Jefferies could yet turn into a Goldman — or a DLJ

April 7, 2011

By Antony Currie
The author is a Reuters Breakingviews columnist. The opinions expressed are his own.

Jefferies keeps bucking the trend. As many of its larger Wall Street rivals pare operations, the relative minnow has been expanding. The question is whether the firm has the wherewithal to sustain the pace and become a Goldman Sachs in time, or if it will instead go the way of Donaldson, Lufkin & Jenrette.

The nearly half-century-old Jefferies is bigger than a boutique and expanded far beyond equities. Its line-up includes mortgages, municipal and corporate bonds and a much enlarged investment bank. Staffing has increased by more than a third since the financial crisis struck. And now it is adding a commodities and futures brokerage with the $430 million acquisition of Prudential Bache.

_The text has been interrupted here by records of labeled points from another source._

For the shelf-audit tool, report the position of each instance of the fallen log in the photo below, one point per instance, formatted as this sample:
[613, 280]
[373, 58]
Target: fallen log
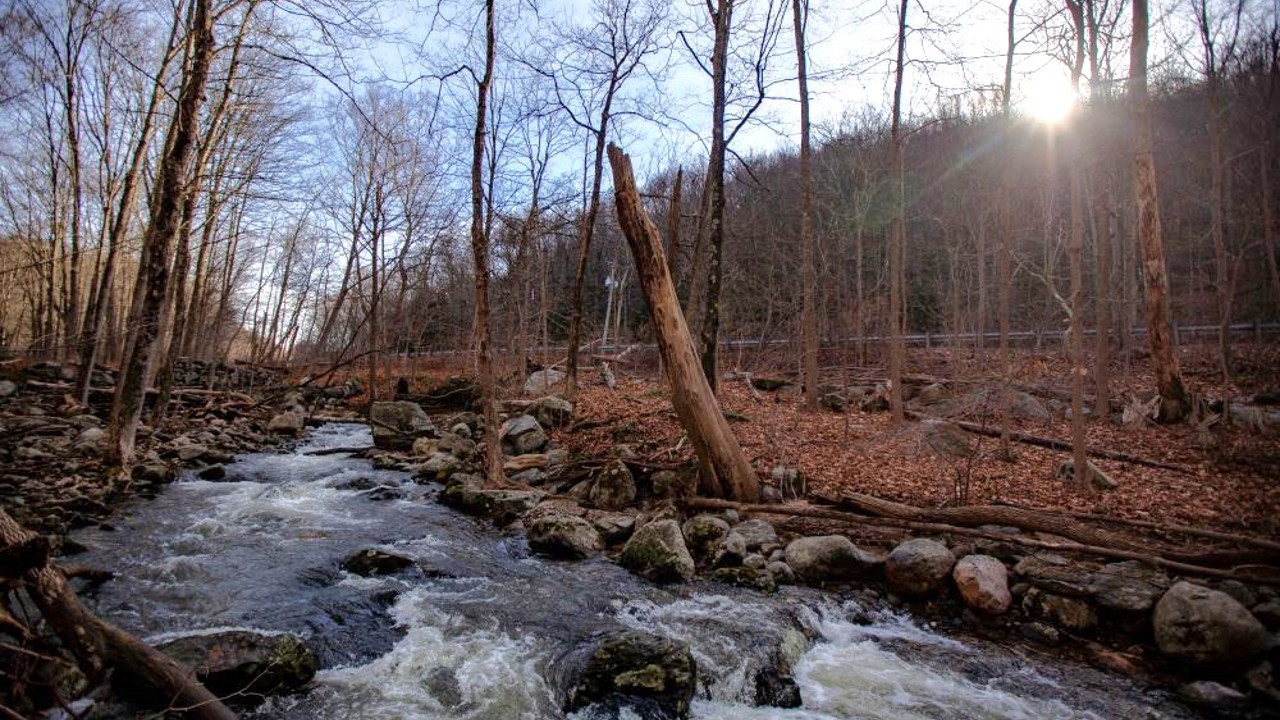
[97, 645]
[1054, 443]
[1265, 575]
[974, 515]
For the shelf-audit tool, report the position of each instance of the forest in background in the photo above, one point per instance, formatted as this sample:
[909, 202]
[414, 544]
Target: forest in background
[321, 219]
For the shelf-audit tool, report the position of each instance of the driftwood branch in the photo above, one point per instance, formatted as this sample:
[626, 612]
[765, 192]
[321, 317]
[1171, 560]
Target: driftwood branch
[1261, 577]
[1054, 443]
[99, 645]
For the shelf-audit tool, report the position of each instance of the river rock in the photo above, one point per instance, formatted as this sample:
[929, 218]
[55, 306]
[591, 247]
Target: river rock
[467, 493]
[397, 424]
[287, 423]
[522, 436]
[652, 677]
[90, 441]
[757, 534]
[544, 382]
[1214, 697]
[552, 411]
[373, 561]
[613, 527]
[613, 488]
[932, 393]
[983, 583]
[831, 559]
[1128, 587]
[457, 446]
[563, 536]
[703, 532]
[657, 551]
[1069, 613]
[1206, 625]
[918, 566]
[246, 665]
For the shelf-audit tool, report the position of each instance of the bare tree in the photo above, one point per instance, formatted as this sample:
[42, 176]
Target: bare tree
[1169, 377]
[808, 247]
[158, 241]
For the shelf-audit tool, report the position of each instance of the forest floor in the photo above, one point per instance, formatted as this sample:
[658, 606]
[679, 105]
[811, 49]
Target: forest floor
[1228, 477]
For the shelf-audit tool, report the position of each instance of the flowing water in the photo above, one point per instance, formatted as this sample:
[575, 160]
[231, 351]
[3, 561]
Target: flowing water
[480, 629]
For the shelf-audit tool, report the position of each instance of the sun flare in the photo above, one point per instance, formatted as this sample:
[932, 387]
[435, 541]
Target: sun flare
[1047, 99]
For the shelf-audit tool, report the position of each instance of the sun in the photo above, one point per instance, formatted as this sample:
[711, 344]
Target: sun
[1047, 98]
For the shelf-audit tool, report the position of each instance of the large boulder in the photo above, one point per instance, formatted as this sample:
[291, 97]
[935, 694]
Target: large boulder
[830, 559]
[657, 551]
[397, 424]
[369, 563]
[983, 583]
[552, 411]
[522, 434]
[652, 677]
[246, 665]
[563, 536]
[1206, 625]
[757, 534]
[918, 566]
[467, 493]
[703, 533]
[613, 488]
[544, 382]
[287, 423]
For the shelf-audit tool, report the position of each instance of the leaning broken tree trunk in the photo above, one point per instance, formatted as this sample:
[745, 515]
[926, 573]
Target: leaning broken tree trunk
[718, 452]
[99, 645]
[1174, 401]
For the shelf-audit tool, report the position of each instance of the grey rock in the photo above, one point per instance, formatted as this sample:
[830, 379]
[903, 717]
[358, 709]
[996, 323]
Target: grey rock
[466, 493]
[246, 664]
[703, 533]
[563, 536]
[613, 488]
[918, 566]
[730, 551]
[397, 424]
[649, 675]
[1206, 625]
[657, 551]
[369, 563]
[522, 436]
[552, 411]
[983, 583]
[1070, 613]
[831, 559]
[287, 423]
[544, 382]
[945, 440]
[1212, 696]
[613, 527]
[1129, 586]
[757, 534]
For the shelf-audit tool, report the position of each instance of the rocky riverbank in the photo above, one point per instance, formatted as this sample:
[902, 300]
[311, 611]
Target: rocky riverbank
[1216, 641]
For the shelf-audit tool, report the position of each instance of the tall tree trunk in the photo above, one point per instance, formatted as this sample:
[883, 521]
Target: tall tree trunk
[1075, 254]
[808, 250]
[897, 232]
[480, 256]
[95, 313]
[722, 17]
[1004, 250]
[720, 455]
[161, 228]
[1160, 337]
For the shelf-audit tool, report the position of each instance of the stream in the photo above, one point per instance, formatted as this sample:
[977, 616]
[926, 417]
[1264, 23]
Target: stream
[480, 628]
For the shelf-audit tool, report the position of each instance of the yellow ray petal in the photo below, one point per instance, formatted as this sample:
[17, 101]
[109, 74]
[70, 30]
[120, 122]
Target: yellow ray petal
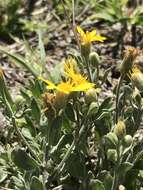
[50, 84]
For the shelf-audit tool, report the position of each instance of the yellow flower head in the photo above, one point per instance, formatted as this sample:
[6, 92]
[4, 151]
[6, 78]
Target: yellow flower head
[65, 87]
[75, 81]
[88, 37]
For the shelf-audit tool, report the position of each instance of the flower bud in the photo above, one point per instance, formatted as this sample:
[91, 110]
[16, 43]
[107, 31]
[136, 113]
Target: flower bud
[60, 100]
[112, 155]
[130, 55]
[121, 187]
[91, 96]
[94, 59]
[85, 50]
[137, 78]
[120, 129]
[1, 73]
[127, 140]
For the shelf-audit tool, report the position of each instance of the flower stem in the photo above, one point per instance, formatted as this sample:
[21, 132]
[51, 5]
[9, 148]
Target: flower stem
[22, 138]
[117, 97]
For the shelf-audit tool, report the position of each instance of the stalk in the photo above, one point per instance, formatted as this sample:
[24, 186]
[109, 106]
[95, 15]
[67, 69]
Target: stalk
[117, 97]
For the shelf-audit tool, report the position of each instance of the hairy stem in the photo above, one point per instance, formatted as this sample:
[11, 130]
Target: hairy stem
[117, 98]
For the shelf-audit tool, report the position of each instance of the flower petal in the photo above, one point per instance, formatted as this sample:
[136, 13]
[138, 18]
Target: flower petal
[80, 31]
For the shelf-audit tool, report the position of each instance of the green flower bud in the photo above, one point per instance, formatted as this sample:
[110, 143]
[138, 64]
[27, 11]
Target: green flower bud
[112, 155]
[111, 139]
[127, 140]
[91, 96]
[130, 55]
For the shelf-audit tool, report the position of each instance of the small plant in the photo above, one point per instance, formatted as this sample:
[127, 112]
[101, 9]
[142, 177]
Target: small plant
[62, 132]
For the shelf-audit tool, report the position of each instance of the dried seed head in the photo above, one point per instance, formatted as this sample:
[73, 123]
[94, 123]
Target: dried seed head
[130, 55]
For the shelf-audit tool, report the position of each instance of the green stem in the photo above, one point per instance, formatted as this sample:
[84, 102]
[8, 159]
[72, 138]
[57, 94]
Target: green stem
[116, 174]
[22, 138]
[86, 60]
[117, 97]
[69, 151]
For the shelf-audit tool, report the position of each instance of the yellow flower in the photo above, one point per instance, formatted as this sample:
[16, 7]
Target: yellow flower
[65, 87]
[88, 37]
[50, 85]
[75, 81]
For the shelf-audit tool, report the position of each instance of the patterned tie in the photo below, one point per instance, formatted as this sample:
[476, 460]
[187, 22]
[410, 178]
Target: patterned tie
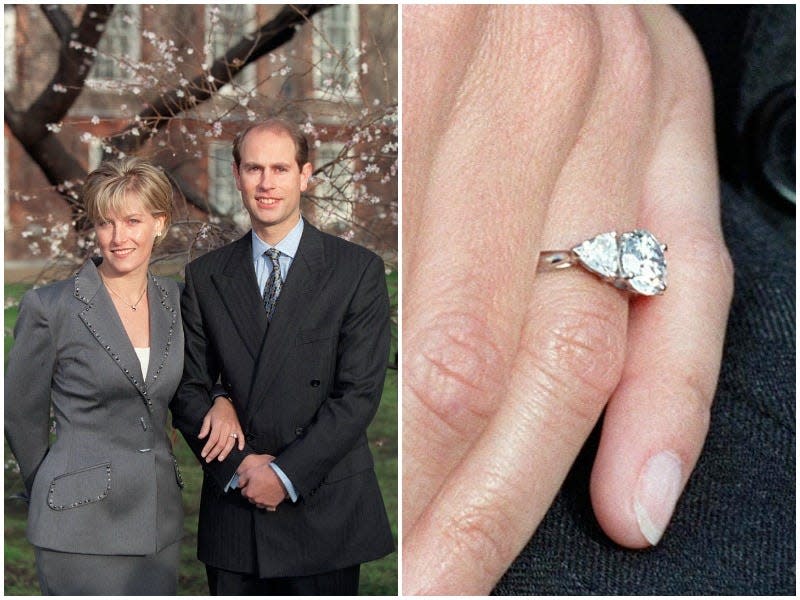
[272, 288]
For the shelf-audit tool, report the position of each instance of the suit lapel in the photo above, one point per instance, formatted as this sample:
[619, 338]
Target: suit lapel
[103, 322]
[163, 320]
[301, 282]
[238, 289]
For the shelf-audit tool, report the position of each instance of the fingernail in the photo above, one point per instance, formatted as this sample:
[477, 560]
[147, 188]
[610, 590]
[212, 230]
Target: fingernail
[657, 493]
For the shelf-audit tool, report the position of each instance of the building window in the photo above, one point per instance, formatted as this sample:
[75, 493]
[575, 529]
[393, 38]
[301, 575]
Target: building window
[10, 57]
[222, 192]
[333, 195]
[336, 47]
[119, 46]
[226, 24]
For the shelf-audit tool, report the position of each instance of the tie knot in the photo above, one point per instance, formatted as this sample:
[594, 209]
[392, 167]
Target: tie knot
[272, 254]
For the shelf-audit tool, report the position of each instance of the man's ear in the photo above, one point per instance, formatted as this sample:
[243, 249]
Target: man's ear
[305, 174]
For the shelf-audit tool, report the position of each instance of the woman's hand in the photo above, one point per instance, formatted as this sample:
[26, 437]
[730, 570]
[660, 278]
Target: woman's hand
[528, 129]
[221, 425]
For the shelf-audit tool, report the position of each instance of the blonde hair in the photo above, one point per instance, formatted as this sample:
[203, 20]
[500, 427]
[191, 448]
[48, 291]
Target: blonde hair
[108, 185]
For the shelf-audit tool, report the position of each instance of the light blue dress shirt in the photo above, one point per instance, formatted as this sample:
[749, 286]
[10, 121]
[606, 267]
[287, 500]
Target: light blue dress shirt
[263, 265]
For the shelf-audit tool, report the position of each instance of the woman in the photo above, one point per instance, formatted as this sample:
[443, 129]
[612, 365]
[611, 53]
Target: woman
[106, 349]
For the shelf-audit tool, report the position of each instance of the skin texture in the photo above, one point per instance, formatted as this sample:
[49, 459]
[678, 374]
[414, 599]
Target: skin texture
[528, 129]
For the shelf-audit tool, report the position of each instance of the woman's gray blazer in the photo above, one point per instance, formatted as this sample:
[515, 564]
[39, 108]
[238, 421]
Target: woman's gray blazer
[109, 483]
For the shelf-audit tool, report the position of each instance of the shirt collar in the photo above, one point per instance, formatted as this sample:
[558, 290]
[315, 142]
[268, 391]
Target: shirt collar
[287, 245]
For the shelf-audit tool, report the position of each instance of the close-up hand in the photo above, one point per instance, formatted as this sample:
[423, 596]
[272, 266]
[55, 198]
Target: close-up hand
[526, 130]
[258, 483]
[221, 425]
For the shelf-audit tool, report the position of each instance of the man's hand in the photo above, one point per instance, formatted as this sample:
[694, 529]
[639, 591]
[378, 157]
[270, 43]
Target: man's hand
[259, 483]
[528, 129]
[221, 425]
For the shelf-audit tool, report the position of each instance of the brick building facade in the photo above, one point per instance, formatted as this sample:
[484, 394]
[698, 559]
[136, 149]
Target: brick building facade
[337, 74]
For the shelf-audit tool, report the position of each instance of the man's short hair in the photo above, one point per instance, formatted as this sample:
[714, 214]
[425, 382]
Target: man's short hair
[279, 124]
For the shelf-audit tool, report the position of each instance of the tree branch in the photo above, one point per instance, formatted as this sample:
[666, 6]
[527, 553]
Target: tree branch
[247, 50]
[59, 20]
[73, 67]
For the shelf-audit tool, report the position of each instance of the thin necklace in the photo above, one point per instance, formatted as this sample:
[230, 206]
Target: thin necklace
[135, 304]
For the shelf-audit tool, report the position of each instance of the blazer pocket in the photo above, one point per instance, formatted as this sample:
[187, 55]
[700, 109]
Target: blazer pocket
[359, 459]
[85, 486]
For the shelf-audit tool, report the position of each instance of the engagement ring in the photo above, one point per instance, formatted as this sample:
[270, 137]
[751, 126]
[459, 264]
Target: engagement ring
[633, 261]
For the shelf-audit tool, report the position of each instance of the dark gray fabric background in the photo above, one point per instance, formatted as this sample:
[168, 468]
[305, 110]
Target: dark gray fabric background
[733, 531]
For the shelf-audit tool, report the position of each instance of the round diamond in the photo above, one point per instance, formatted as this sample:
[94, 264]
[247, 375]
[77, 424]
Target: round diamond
[642, 262]
[600, 254]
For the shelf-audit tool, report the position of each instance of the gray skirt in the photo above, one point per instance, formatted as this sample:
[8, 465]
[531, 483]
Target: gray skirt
[68, 573]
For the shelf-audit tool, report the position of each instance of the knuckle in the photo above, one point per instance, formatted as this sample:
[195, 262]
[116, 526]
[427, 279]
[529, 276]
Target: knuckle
[633, 63]
[480, 534]
[571, 38]
[453, 367]
[578, 352]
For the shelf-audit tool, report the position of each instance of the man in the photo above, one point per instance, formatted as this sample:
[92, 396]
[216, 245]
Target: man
[298, 339]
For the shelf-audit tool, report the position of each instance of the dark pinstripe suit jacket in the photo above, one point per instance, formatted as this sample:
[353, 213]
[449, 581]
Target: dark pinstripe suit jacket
[305, 389]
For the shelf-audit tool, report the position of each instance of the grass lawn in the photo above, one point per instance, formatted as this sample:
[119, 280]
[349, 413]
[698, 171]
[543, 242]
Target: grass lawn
[378, 578]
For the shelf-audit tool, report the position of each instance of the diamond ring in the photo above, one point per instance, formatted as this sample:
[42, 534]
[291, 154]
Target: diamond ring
[633, 261]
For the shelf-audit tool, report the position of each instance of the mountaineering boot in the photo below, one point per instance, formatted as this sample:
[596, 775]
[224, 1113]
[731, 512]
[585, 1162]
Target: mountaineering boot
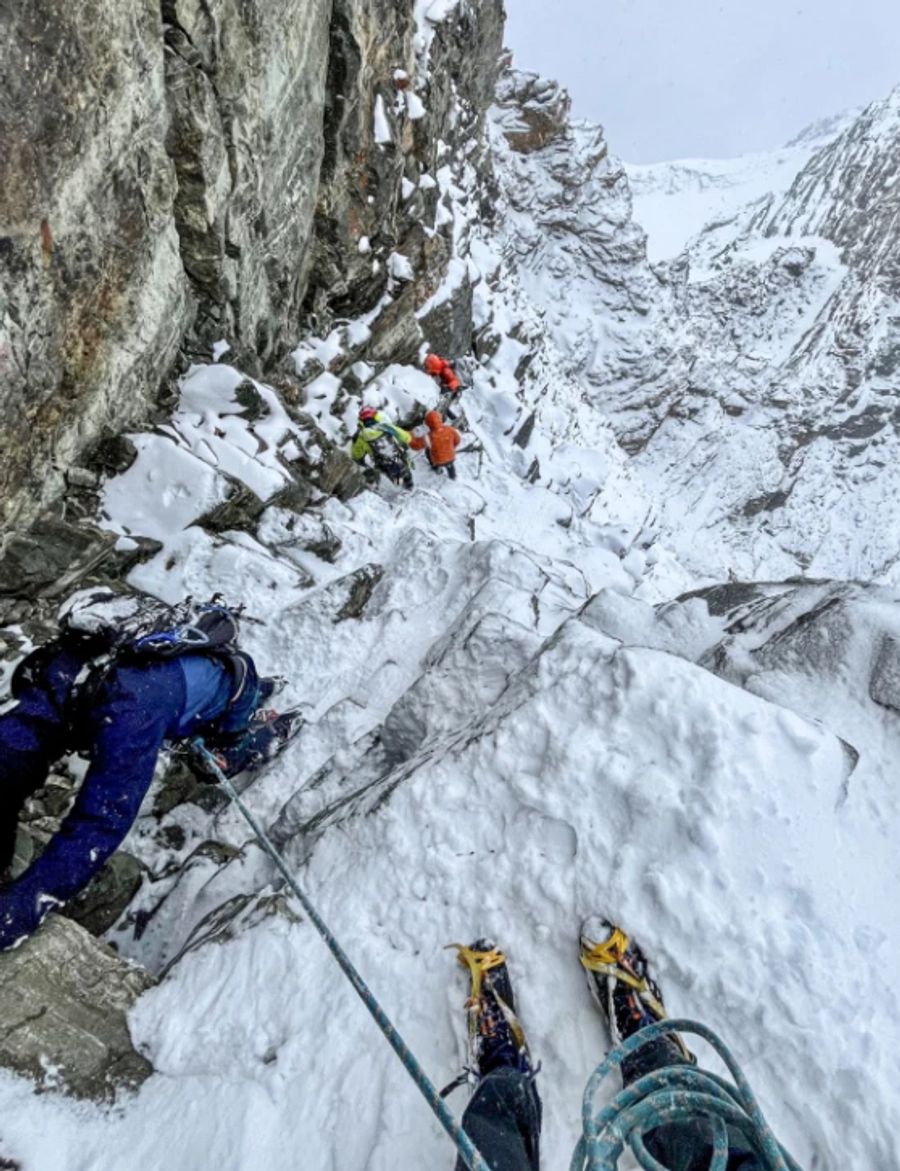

Jefferies is still a far cry from the bulge bracket. Net profit last year was just $280 million, barely more than 3 percent of what Goldman harvested. It still has scope to grow, however. New hires arguably have not yet settled in enough to crank out their full earnings potential. Shareholders appear to have baked in a better relative performance at Jefferies: the stock trades at around 1.7 times book value, double Morgan Stanley’s multiple and a third better than Goldman’s.

But expansion comes at a cost. Compensation accounted for just shy of a whopping 60 percent of revenue last year, compared with around 40 percent at Goldman and JPMorgan. And return on equity for the first three months of its financial year was a modest 12 percent, even though leverage ticked up to around 13.5 times equity, roughly the same as in 2007.

Others have trodden this path before. Expanding beyond their sweet spots proved too hard for the so-called Four Horsemen — Hambrecht & Quist, Alex Brown, Robertson Stephens and Montgomery Securities. They sold to far larger banks in the late 1990s, and for the most part were quickly subsumed. Meanwhile, the financial pain of trying to establish a European hub helped persuade bosses at DLJ to accept $11.5 billion from Credit Suisse in 2000.

There aren’t as many obvious buyers these days. And with Wall Street returns lackluster across the board, Jefferies is under no pressure to do anything but grow and improve the bottom line. But in a race with bulge bracket-like expansion, a sale may come first.